As you may (or may not in a not Katie-centered world) have noticed, I have been absent from blog world for almost 3 weeks now. Despite my absence, there has been a steady stream of views, although I am not ruling out the fact that it may be my mom or other family member coming back day after day. 🙂
Anyways, the reasons for my lack of postings are due to the age old advice: “If you don’t have anything nice to say, don’t say anything at all.”
It’s not that I have a bunch of NOT nice things to say, I just am very aware that this is a public blog and what I put out there is out there for good. Sparing you the specific details of what is going on, suffice it to say that I am very frustrated with the way the adoption is (or more accurately is NOT progressing). Short story is last Saturday marked 3 months since the last social worker indicated that she had been laid off and there has been
negligible minimal progress made.
I am trying my hardest to put my trust in God and have faith in his timing. Regardless of how long this takes, Joel and I are in it for the long haul. Multiple people have made comments that maybe now is the time to start trying naturally, and with my high frustration level I do not take that comment very well. For anyone reading this with a desire to comment on that please remember adoption is not and has never been a second choice for me. I fully believe that God has called Joel and I to adopt and if God also blesses us with a biological child that is wonderful, but a delay in the adoption process IS NOT a reason to re-evaulate the process/plan!

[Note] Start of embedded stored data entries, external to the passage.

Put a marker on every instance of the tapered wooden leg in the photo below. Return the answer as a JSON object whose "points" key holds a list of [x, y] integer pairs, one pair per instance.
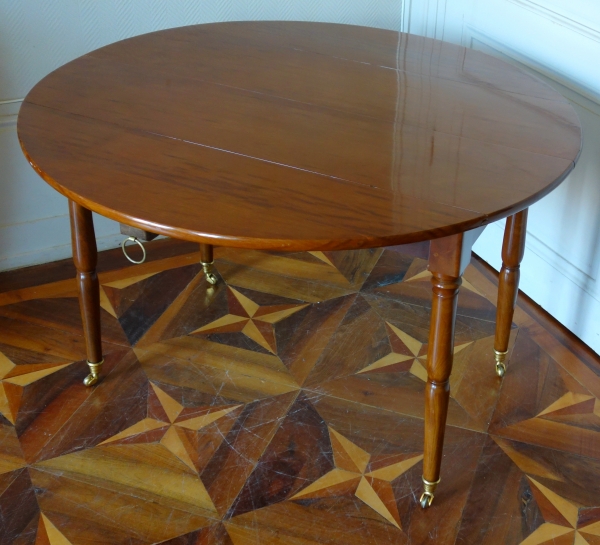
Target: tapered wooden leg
{"points": [[85, 256], [206, 251], [513, 249], [448, 258], [439, 366]]}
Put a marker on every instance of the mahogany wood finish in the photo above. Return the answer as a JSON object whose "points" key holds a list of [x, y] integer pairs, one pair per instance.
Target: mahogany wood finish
{"points": [[301, 136], [513, 249], [297, 136], [206, 253], [85, 257], [448, 258]]}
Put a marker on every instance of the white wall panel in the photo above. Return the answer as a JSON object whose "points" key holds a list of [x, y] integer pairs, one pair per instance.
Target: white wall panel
{"points": [[37, 36], [558, 41]]}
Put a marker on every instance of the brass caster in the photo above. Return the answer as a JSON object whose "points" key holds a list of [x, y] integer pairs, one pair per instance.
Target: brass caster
{"points": [[94, 375], [500, 365], [427, 496], [211, 278], [426, 500]]}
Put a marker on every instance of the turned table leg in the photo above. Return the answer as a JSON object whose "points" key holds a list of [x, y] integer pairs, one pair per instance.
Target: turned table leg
{"points": [[85, 256], [448, 258], [207, 260], [513, 249]]}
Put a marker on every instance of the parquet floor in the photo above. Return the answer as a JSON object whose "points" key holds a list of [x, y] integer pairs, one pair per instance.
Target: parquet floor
{"points": [[284, 406]]}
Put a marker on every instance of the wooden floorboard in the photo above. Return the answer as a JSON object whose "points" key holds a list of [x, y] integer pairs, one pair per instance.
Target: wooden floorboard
{"points": [[285, 406]]}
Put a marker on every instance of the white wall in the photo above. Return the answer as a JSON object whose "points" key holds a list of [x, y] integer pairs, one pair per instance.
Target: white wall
{"points": [[556, 39], [559, 41], [37, 36]]}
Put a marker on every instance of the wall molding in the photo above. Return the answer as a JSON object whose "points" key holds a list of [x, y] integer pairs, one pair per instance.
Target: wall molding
{"points": [[564, 267], [584, 96], [559, 18], [581, 96]]}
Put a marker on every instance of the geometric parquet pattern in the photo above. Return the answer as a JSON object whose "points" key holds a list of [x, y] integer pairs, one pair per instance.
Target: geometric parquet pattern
{"points": [[285, 406]]}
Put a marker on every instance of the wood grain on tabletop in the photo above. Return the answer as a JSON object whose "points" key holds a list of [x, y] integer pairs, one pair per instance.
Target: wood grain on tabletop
{"points": [[297, 135]]}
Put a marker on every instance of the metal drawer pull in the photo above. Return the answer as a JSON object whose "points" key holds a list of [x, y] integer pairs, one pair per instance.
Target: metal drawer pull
{"points": [[133, 239]]}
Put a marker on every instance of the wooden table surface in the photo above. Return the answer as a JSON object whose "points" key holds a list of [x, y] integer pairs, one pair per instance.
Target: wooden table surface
{"points": [[297, 136]]}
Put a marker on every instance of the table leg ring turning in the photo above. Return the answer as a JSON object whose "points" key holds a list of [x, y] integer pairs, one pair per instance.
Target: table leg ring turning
{"points": [[500, 362], [94, 375], [427, 496]]}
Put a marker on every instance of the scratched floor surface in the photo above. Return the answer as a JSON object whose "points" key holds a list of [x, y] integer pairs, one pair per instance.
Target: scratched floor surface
{"points": [[285, 406]]}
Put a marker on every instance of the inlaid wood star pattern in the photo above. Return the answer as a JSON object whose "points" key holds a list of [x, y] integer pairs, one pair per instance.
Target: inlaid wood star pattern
{"points": [[357, 474], [251, 319], [285, 405]]}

Anyway, sorry about the tangent. I am tired of fighting to get the social worker everything she needs or even knowing what she needs. I am tired of having to advocate for what I was told I would have MONTHS ago. I am tired of working all day with other people’s kids when I just want to be home with my own. I am tired of knowing that there are kids out there without parents and I am helpless to do anything about it anymore. I am tired and worn out.
Today, and for the past almost 2 months, the adoption process completely sucks ass. Excuse my language but it does. It is long, it is hard, and I am GOOD at paperwork, imagine what it is like for people that are not good with paperwork or are not organized?
If society really wants to do something about the problem of orphans we needs to find a balance between finding safe families (by screening them) and making it easy enough that people can manage through all the crappy read tape and confusion (and people that don’t know what they are doing….or darn it, the not nice slipped out a little bit…)
So I am done being quite and patient. I have learned that I can learn patience in my heart during this time, but that people in the know regarding my paperwork need some pushing. I will be polite (Always) but blunt and very advocating. I may not know who my kids are but right now they have no parent to be their advocate. So I am officially taking on that advocate role, and I truly do not care if by the end of this every social worker in the state hates me!